Aquella tarde
estaba Guiomar jugando en el parque con su amigo Sancho. Sus papás les hacían
señas para que dejaran los columpios, se estaba haciendo de noche y había que
volver a casa,
G: Date prisa Sancho, que nos están llamando.
Le dijo Guiomar a su amigo mientras se deslizaba por el tobogán.

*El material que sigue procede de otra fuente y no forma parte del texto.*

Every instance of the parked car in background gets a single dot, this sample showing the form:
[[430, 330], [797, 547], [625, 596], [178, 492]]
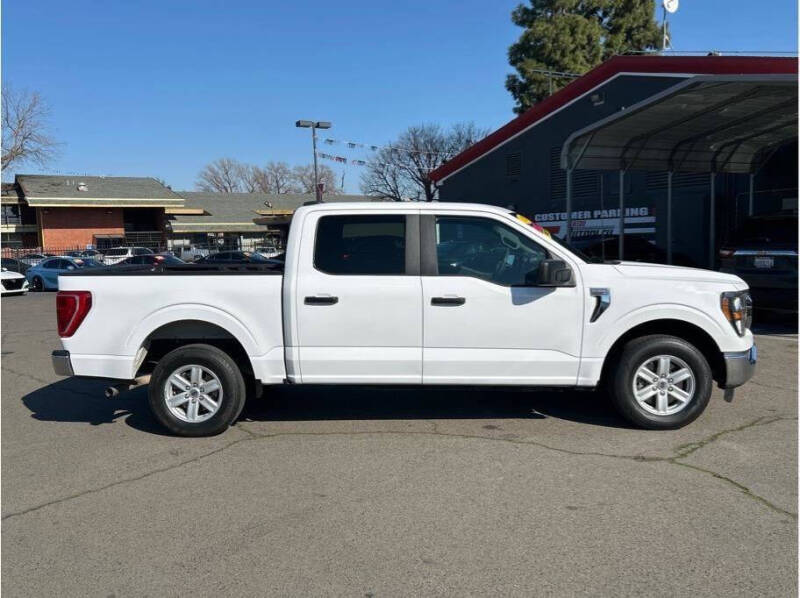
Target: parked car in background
[[152, 259], [34, 258], [636, 249], [117, 254], [763, 252], [233, 257], [14, 265], [44, 275], [86, 253], [93, 254], [12, 283]]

S: Ya voy, ya voy, espera un momento, a ver, ya
casi lo tengo. Contestó Sancho muy concentrado. Se le habían desatado los
cordones de los zapatos y estaba intentando anudarlos tal y como le había enseñado
su mamá, pero llevaba pocos días atándoselos él solo y aún le costaba un poquito.
Al cabo de un
rato Guiomar escuchó reír a su amigo, no era una risa cualquiera, estaba
literalmente tronchado de la risa, corrió a su lado y lo encontró revolcándose por
el suelo en plena carcajada.
S: Mira, mira que gurruño me ha salido, es un
desastre, ja, ja, ja…
Sancho no había
conseguido atarse los cordones, en lugar de eso, había construido una madeja
que le amarraba al tiempo los dos zapatos, por lo que al intentar ponerse de
pie se cayó al suelo de culo y le entró un ataque de risa que enseguida contagió a
Guiomar.
A Sancho le
encantaba reír, de hecho solía tener al menos dos ataques de risa cada día. Su
risa era especialmente sonora cuando algo no le salía bien, por eso le gustaba
aprender cosas nuevas, porque hasta que lo aprendía ocurrían cosas muy
divertidas, como aquél lío de cordones. Después de la risa se quedaba tan
relajado, que entonces ya veía con claridad cómo resolver el problema, así que
deshizo la madeja y aunque aún no le salió una lazada fuerte pudo atarse los
cordones.
S: En mi casa me llaman Sancho Pancho, porque
siempre que me equivoco en algo me da la risa y me quedo tan Pancho.
G: ¡Qué bien, yo voy a hacer lo mismo cuando no
me salgan los puzzles! Respondió Guiomar.